Funnily enough, while interviewing I noticed that usage isn’t necessarily a “tourist problem”. Some city newcomers or daily users are sometimes lost within their own system (what zone, ticket validity, closing times, lost card, were is the platform located etc.).
But I said I would focus on tourists 🗺️
Framing the challenge to tackle
I decided to focus more specifically on the the where & how, which are the biggest sources of emotional distress. Through these interviews I came to realise that when abroad the usage of tickets is the bigger pain point rather than the multiple operators and systems within one city. If you know how to use each (where to buy and how to use), it helps optimise the trip on the whole. The main issue isn’t so much about having everything at hand, about creating an embedded system that on-boards real time data, payment facilities and delivers a seamless ticket usable for the whole calculated itinerary. Which was my initial thought before interviewing users. The issue is about concentrating on the emotional pain-points and transforming them into ease and — possibly joy.

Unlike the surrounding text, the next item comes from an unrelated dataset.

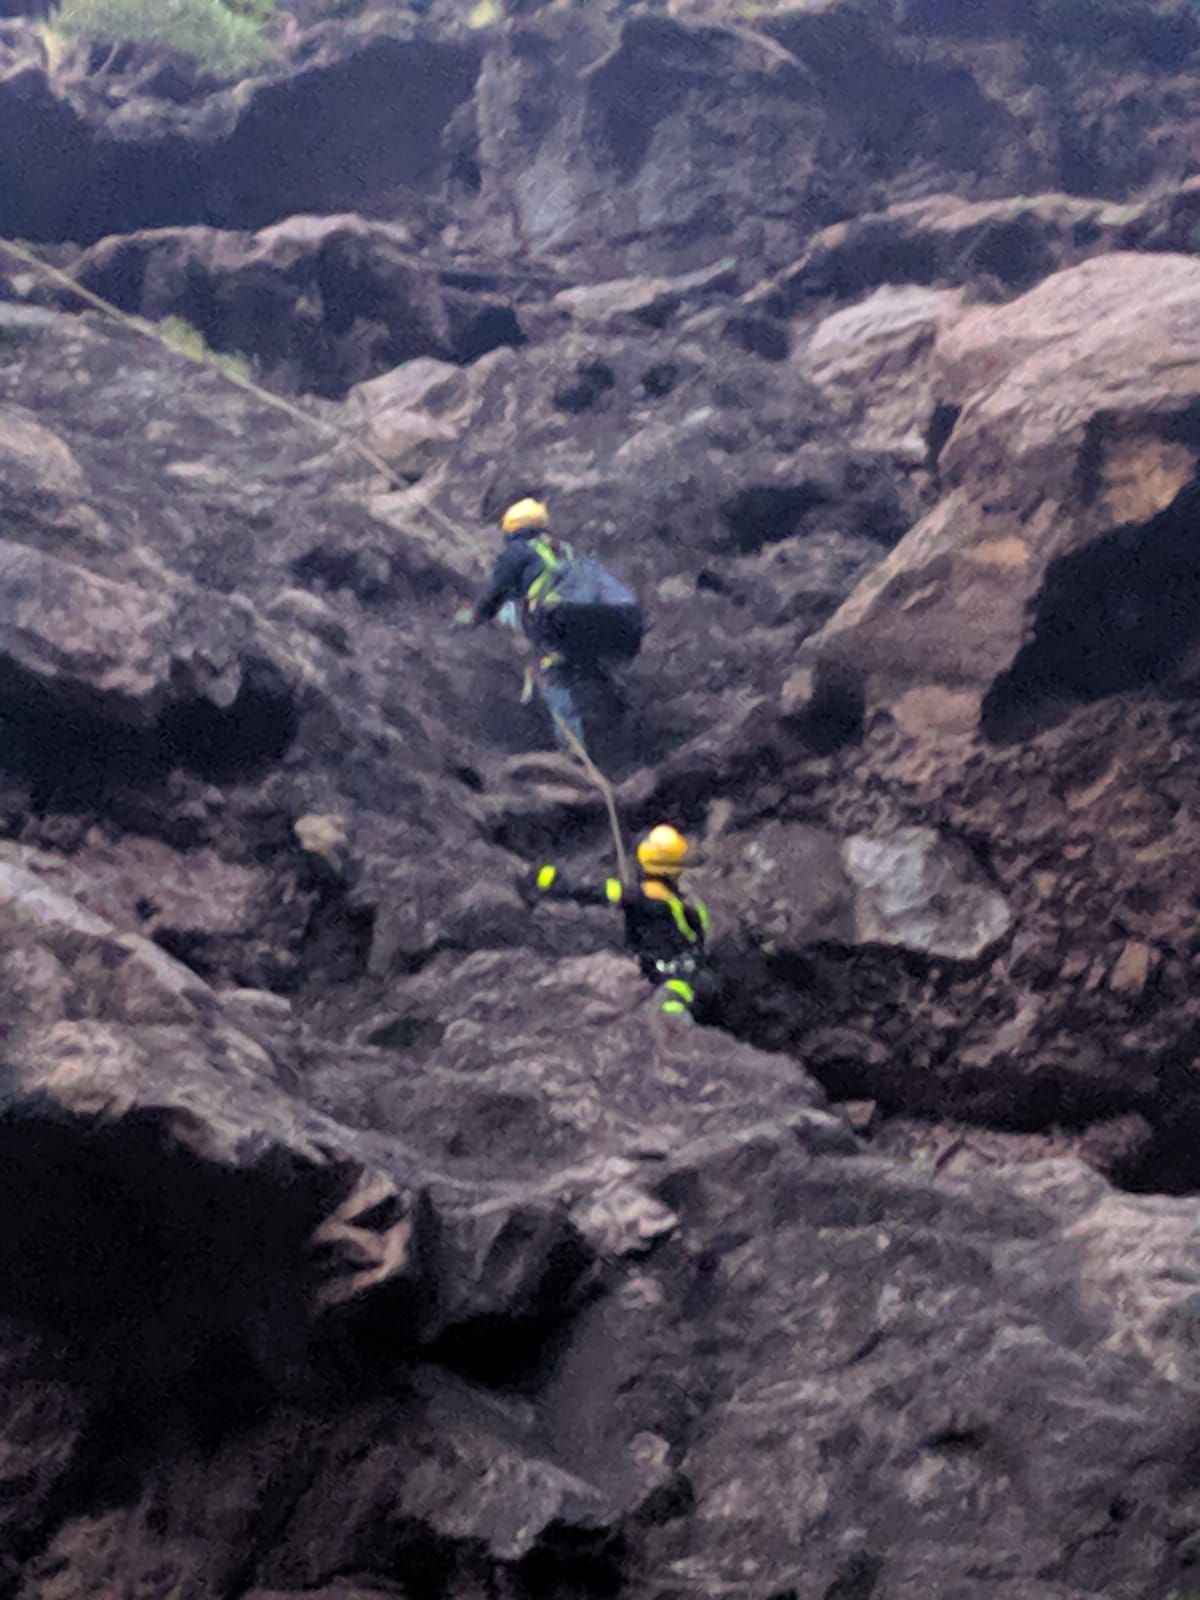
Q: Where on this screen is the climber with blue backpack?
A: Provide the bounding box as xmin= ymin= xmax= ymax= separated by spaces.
xmin=470 ymin=497 xmax=642 ymax=750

The feeling of knowing the system vs. other tourists who are struggling, generates a sense of pride.
Giving access to guidance
The mobile app already integrates an itinerary calculator & generator, users can filter by price, time, walking distance and then choose among different modes of transport (taxi, bicycle, public transport etc.). That’s a norm.

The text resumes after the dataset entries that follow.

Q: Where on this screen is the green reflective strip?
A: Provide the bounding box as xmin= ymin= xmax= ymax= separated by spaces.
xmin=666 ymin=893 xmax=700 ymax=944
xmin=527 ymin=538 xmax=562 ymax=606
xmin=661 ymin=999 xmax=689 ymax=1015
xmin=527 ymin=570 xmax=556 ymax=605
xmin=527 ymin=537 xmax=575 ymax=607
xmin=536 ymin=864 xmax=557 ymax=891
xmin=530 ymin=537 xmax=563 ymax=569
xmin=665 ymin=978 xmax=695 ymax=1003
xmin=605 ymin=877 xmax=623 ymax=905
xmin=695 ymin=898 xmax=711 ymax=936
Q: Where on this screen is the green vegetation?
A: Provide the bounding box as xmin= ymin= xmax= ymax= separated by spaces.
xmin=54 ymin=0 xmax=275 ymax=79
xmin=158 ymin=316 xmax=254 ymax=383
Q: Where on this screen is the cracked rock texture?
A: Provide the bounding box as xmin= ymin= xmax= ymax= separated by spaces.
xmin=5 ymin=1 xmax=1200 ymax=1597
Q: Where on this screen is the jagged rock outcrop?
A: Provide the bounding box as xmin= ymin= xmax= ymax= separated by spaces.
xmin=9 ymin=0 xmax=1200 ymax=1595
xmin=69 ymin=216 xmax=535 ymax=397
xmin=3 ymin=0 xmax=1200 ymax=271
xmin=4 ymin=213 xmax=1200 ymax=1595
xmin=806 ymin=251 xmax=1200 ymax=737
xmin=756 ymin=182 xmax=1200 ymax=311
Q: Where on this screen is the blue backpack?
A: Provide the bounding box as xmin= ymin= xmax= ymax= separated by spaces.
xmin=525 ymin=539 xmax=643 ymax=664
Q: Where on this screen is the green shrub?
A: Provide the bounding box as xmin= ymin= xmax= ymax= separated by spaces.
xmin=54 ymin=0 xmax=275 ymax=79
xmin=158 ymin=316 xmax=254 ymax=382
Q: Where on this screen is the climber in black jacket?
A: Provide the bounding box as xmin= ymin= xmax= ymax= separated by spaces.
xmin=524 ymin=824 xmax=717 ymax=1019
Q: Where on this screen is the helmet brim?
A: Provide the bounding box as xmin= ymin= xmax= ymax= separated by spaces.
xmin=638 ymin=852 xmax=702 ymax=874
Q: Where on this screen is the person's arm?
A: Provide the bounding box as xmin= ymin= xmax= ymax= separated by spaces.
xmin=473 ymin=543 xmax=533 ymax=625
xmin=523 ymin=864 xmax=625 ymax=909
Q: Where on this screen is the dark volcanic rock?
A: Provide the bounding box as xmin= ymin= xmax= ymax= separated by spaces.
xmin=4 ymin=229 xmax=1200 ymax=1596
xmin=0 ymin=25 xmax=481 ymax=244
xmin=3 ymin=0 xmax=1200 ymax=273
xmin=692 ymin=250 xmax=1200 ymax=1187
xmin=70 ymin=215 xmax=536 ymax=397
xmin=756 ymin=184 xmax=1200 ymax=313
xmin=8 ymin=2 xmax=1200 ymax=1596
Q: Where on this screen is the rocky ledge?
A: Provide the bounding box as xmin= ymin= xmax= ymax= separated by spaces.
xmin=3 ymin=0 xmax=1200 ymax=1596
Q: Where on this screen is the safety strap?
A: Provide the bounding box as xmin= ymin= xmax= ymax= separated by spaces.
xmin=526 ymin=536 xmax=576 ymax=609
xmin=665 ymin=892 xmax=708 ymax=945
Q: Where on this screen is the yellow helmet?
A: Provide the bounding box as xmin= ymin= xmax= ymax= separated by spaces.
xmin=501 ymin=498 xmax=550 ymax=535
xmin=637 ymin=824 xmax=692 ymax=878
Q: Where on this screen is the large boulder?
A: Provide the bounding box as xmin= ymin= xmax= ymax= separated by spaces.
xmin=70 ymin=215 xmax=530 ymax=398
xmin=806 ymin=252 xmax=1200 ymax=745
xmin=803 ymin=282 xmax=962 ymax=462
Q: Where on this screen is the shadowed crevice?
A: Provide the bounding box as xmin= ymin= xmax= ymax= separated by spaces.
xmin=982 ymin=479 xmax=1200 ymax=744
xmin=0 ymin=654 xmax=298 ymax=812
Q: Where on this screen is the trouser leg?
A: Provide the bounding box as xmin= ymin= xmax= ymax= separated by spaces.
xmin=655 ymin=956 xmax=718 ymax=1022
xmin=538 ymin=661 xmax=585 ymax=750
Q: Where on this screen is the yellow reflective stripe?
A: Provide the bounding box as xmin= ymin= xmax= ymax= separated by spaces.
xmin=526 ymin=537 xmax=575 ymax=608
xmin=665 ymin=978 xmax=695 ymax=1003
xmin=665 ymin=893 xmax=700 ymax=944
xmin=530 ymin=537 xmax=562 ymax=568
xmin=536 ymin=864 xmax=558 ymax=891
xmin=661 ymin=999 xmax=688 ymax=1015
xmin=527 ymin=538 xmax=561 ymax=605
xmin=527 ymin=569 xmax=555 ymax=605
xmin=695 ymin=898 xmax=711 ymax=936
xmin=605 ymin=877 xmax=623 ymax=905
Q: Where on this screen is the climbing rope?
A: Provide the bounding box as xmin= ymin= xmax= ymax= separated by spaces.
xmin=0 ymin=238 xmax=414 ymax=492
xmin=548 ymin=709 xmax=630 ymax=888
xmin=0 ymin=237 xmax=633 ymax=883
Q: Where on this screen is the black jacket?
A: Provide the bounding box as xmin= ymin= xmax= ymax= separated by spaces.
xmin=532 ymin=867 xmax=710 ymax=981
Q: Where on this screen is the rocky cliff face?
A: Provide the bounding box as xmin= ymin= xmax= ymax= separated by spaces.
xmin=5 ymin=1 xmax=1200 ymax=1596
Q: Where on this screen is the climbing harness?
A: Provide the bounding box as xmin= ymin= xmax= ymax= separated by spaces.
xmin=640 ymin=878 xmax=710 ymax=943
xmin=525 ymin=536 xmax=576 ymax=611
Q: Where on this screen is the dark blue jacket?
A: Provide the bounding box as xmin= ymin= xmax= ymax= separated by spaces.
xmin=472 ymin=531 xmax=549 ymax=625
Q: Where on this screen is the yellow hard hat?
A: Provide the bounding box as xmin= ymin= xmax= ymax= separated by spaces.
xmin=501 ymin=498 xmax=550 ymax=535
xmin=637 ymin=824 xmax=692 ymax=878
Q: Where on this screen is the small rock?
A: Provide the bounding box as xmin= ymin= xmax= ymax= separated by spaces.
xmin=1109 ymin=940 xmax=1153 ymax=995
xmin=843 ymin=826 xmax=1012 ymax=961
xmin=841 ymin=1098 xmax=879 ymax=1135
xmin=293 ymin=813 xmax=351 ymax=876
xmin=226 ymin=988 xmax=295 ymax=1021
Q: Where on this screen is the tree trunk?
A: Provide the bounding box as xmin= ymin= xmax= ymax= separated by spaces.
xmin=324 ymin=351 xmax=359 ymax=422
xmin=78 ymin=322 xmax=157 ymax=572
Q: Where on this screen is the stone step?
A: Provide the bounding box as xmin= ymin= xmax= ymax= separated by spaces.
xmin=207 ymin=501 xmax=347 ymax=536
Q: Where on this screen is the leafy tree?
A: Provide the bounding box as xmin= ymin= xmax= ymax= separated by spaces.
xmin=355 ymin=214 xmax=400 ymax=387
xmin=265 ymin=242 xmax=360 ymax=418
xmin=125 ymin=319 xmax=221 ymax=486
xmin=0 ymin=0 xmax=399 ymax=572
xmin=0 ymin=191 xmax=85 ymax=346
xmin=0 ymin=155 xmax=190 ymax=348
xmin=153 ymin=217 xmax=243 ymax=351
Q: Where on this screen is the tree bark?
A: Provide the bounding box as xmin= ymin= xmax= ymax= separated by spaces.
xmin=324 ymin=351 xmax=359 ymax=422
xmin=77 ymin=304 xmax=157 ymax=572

This user path is fluid, within mobile habits and people are used to inputting where they are going and choosing the preferred way of getting there based on personal criteria.
The new features sit on the “selected itinerary” : where you find the travel itinerary map & chosen way of transportation. They are 2 new clickables that help the user find a sense of space and guide usage.

The two features are part of the same solution but appear at two different moments of the user journey, covering the essential moments of distress.
“Where to buy” appears at the beginning of the user journey: once the itinerary is chosen and the user wants to know what tools are needed to start their journey.

“How to use” appears in the midst of the user journey, covering a peak of emotional strain: I don’t want to block everyone (including myself) & look stupid.

Learning process
That ideation & solution seeking isn’t about trying to solve all the problems at once and not solving individual problems properly. I tend to look at the set of problems and concentrate on finding a catch-all type of solution. Bad idea.
I realise that the essence of UXD is to understand all the problems and finding solutions to each one at a time. Each one at a time. Which leads to eliminating some & shedding new light to others. Ah, the iteration process!
Empathising is key to understanding not only the real problems but what causes true frustration. Some things are problems but don’t generate an emotional pain-point. And, when we skip this step we tend to miss what truly gets to people.